ところで温暖化と寒冷化には、それぞれにメリットとデメリットがあり、どちらかといえば寒冷化することこそ生物にとっては不都合であり、温暖化は歓迎すべきことである、といった考え方もあります。
確かに、温暖化と二酸化炭素の増加は植物の繁殖にとって有利であり、寒冷化はその逆です。寒冷化こそ、世界の食料生産の減少を招くと言えるでしょう。
しかし、それはあくまで人間の出す過剰な二酸化炭素を吸収してくれる植物=樹木や草本、海草、シアノバクテリア(cyanobacteria 藍藻)が充分に存在してこそ、です。温暖化により食料は増産され、植物の繁茂が温暖化を押し戻すことにより、寒冷化を促しバランスが保たれるのですが、今世界中で起きていることは、森林の伐採や土壌の遮蔽です。人間の経済活動の大半は、住環境を都市化することに注がれており、植物が繁茂するための土地を急速に奪い取っているのです。

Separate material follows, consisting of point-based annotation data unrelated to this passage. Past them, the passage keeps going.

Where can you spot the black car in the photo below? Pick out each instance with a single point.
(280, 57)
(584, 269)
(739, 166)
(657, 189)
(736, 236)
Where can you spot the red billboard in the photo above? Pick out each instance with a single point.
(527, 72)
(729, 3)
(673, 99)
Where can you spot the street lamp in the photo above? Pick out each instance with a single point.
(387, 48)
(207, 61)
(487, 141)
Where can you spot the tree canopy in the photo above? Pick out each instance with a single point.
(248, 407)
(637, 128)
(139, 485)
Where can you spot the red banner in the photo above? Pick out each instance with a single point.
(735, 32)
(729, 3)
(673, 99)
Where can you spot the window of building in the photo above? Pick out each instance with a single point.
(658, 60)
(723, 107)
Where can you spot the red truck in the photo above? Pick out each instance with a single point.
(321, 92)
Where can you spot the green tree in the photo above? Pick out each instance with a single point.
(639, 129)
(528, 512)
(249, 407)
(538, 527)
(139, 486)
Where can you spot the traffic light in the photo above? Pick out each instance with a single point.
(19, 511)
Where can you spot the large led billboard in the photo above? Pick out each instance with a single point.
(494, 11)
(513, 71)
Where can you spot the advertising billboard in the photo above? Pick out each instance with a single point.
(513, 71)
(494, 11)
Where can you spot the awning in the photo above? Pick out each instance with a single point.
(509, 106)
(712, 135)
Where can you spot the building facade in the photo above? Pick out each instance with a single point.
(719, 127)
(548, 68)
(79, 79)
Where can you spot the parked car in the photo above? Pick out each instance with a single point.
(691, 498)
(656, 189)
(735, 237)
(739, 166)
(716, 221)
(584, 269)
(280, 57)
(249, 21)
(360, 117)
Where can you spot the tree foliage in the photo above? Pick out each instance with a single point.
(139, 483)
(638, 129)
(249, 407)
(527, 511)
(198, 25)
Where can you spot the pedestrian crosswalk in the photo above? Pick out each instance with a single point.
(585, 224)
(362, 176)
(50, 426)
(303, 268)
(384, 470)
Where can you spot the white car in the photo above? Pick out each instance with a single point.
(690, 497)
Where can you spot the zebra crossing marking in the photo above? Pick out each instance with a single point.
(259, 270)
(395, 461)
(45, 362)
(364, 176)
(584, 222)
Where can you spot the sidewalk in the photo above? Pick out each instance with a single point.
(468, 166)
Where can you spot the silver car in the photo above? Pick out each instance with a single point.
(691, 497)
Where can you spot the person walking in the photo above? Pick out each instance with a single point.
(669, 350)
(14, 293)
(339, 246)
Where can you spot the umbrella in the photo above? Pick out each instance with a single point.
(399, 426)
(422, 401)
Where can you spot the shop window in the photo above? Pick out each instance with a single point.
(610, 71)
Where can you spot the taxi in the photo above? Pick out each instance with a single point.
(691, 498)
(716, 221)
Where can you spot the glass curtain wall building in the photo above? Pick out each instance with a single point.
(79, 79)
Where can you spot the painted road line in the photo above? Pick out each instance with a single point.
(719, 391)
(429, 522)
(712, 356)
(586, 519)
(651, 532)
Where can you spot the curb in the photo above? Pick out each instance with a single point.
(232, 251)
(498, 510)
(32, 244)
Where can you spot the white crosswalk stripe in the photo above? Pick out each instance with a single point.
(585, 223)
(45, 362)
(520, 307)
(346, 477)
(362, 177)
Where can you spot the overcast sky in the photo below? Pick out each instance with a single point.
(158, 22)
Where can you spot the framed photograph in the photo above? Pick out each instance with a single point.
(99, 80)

温暖化対策にはまず「緑を増やす」ことは必須なのですが、一方で植物による二酸化炭素吸収の効果を否定しようとする言説があります。植物が発芽し、繁茂し、朽ちて腐敗するまでのプロセスで排出する二酸化炭素と酸素は同量なので植物を増やしても意味がない、というのです。
ですが、それならば、動物の生命活動や火山の噴火、山火事など、日々排出される二酸化炭素はまったく吸収されずにたまり続けることになり(何しろ植物がどれほど光合成で二酸化炭素を吸収して酸素を排出しても、その分二酸化炭素を排出して相殺されてしまうというのですから)、人間が経済活動で二酸化炭素やメタンやフロンを排出しようがしまいが、地球は日々刻々二酸化炭素が増え続ける、ということになります。
植物による二酸化炭素の吸収と酸素の供給という効果を矮小化する言説は、温暖化抑止政策自体を否定することになります。
地球史で植物が大繁殖した時代には、酸素が増加する一方で二酸化炭素が減少し、地球は寒冷化しています。これは、植物の生成する酸素が、排出する二酸化炭素よりはるかに多いということを意味します。
仮に化石燃料の使用を削減しても、自然再生エネルギー生産施設が巨大化すれば、森林破壊を化石採掘以上に加速させることになってしまいます。自然エネルギーはマイクログリッド(小規模発電の発送電システム)網の構築により、その効果を発揮するものです。マイクログリッドと森林の保全こそ、北極の自然を守り、ひいては私たち人間の生活も守るものではないでしょうか。